Si vous avez manqué le début:

Peu après la seconde guerre mondiale, Gabriel eut envie de changer de vie. 50 ans, une femme, 9 enfants, un poste de directeur industriel au sein d'une importante société, des revenus plus que confortables: Gabriel sent l'ennui le gagner. Avec femme, enfants, bagages et une cinquantaine d'autres belges, il part s'installer en Patagonie pour commencer une nouvelle existence.

Notre critique:

Pour ceux qui l’ignore, la Patagonie se situe entre le Chili et l’Argentine, là-bas, tout au bout du monde, juste avant la Terre de Feu. Autant dire qu’il s’agit d’une région aussi agréable que les plaines de Sibérie ou que, dans un autre genre, le désert du Mojave.

Cette situation de départ étonnante n’est pas le début d’un scénario de film d’aventures. C’est simplement le début de l’histoire extraordinaire mais absolument authentique de Gabriel de Halleux. D’ailleurs, vous n’êtes pas en face d’un film de fiction, mais d’un documentaire retraçant l’épopée patagonienne (patagonique?, patagonneuse?, …) de ce Gabriel en mal de changement.

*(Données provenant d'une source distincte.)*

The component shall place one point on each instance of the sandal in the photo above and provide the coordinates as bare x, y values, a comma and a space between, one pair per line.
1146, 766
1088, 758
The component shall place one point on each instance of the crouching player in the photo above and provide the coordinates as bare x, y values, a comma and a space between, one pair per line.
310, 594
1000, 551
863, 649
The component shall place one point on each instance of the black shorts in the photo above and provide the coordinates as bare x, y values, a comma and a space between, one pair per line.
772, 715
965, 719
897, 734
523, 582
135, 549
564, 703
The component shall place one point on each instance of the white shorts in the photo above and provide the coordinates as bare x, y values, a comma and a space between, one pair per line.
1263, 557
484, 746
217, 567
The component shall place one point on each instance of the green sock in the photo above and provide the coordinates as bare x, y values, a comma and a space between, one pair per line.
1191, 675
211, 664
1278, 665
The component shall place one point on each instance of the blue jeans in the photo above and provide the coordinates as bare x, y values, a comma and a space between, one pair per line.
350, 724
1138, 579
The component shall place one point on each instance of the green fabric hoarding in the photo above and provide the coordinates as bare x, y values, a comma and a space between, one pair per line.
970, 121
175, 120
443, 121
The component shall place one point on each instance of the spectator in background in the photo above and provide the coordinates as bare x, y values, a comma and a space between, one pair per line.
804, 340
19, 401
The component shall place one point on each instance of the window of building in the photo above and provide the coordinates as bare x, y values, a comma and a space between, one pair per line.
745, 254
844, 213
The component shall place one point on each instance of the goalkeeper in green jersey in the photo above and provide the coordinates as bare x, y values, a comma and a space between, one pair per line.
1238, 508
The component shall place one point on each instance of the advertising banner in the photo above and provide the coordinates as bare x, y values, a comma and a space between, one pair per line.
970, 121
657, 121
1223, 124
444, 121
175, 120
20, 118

Surtout que le terme documentaire ne vous fasse pas fuir. Le dépaysement, le rire et l’émotion sont au rendez-vous avec mille fois plus d’intensité que dans la moitié de la production hollywoodienne honteusement jetée sur nos écrans cet été, à la manière d’un pétrolier géant échoué sur une plage et déversant sa nauséabonde cargaison (d’accord l’image est rude mais CON AIR, SPEED 2, JUNGLE TO JUNGLE, BEVERLY HILLS NINJA, THE SAINT, vous trouvez vraiment que ça pousse aux images buccoliques?).

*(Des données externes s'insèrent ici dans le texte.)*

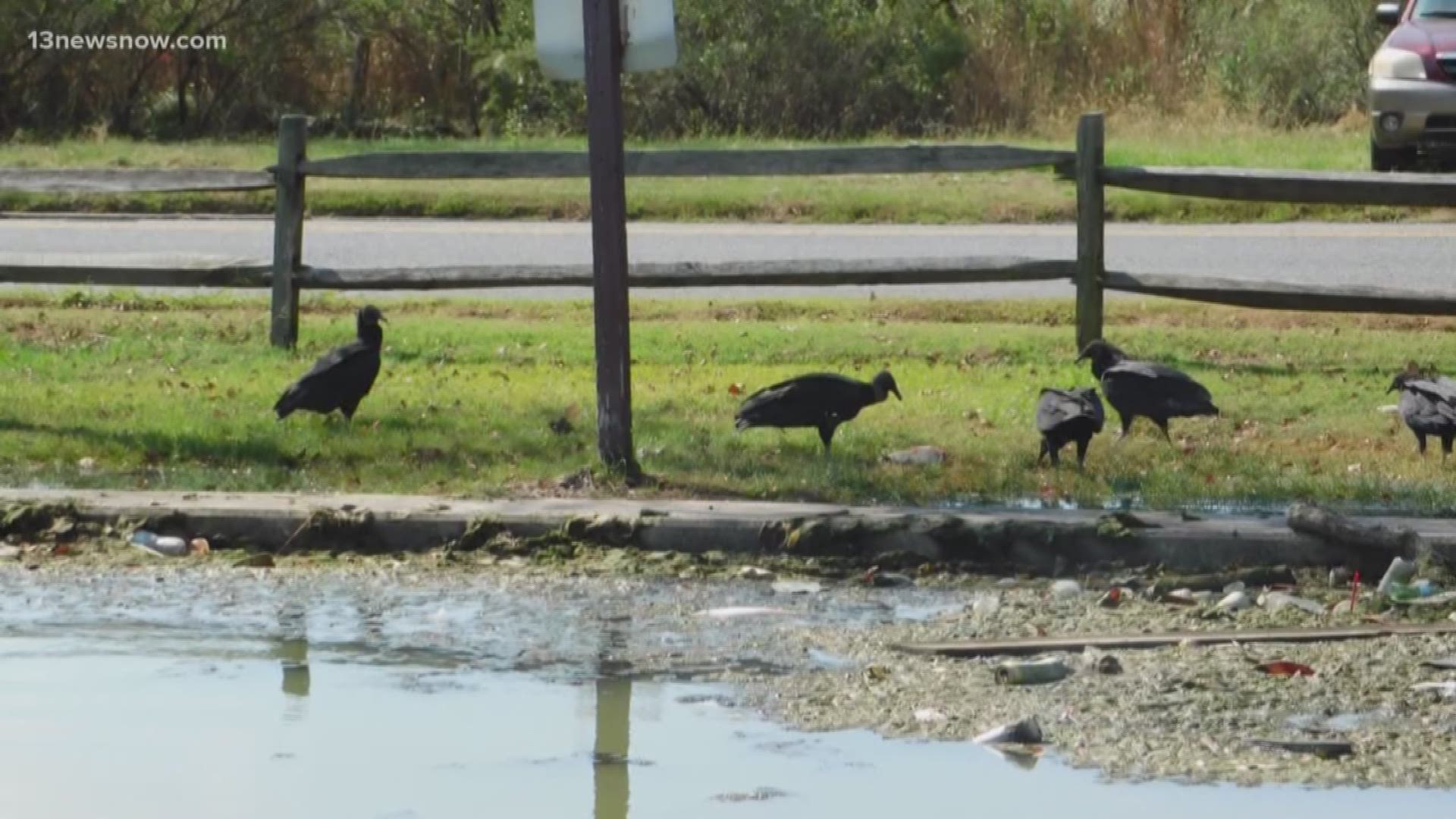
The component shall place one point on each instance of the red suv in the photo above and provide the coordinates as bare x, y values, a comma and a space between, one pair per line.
1413, 85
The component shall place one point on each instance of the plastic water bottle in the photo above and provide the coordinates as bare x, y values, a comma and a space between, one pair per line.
162, 545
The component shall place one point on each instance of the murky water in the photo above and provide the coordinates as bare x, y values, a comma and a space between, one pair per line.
128, 697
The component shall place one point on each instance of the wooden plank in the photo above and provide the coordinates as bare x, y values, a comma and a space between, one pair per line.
1279, 297
293, 148
769, 162
601, 24
1299, 187
1027, 646
813, 273
130, 180
1091, 229
134, 270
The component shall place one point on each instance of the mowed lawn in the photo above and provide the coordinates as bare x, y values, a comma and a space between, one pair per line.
140, 392
1015, 197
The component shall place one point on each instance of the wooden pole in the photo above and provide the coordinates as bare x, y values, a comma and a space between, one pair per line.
601, 20
610, 773
293, 148
1091, 229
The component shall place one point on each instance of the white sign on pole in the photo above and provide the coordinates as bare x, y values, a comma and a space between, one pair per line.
647, 31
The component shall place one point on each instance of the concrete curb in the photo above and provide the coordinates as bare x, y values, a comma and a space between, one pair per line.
1015, 541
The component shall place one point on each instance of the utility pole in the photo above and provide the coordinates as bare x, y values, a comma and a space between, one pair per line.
601, 20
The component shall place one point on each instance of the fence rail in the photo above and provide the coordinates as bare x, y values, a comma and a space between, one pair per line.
130, 181
221, 271
1293, 187
286, 275
762, 162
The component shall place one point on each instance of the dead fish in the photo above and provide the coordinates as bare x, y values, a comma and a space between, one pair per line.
1022, 732
929, 716
1443, 689
795, 588
742, 611
1321, 749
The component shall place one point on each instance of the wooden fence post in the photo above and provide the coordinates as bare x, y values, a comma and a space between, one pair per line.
1091, 259
601, 27
293, 148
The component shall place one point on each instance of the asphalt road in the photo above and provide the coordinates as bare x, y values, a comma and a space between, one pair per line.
1420, 257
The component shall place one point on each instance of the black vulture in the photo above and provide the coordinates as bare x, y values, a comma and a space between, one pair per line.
819, 400
1144, 388
1068, 416
1429, 407
341, 378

Sur fond de commentaire tantôt ironique, tantôt grave, tantôt purement narratif, prononcé par Anne Lévy-Morelle (la réalisatrice), alternent images d’archives (films amateurs tournés par les participants de l’aventure) et interviews de ceux qui ont vécu les événements, à savoir: la femme de Gabriel, ses enfants et quelques patagons qui le fréquentèrent.

Sans trop de parti pris -la réalisatrice s’attache tout de même plus aux aspects négatifs (hostilité de l’environnement, coups durs, échecs, drames, …) qu’aux aspects positifs (c’est vrai qu’ils sont plus de l’ordre du… de… enfin, ils sont moins concrets, quoi!)-, on s’attache à nous faire comprendre le cheminement d’un homme dont l’obstination touche autant au sublime qu’à la folie. Et c’est vrai que plus d’une fois, les péripéties endurées par Gabriel et sa famille dépassent l’entendement. Mais cette volonté d’aboutir et cette ténacité sans failles qui animent Gabriel sont justement les qualités (que dans le cas présent on pourrait tout aussi bien appeler défauts) qui le rendent attachant et même fascinant.

Certains hommes rêvent de conquêtes. D’autres préfèrent conquérir leurs rêves. Gabriel de Halleux était de ceux-là. Ses enfants auraient peut-être préféré qu’il fasse partie des autres.

Nous, pour sûr, devant une telle vie, on reste rêveur et on remercie la réalisatrice de s’être laisser séduire par l’aventure et de nous en avoir intelligemment rendu le sel.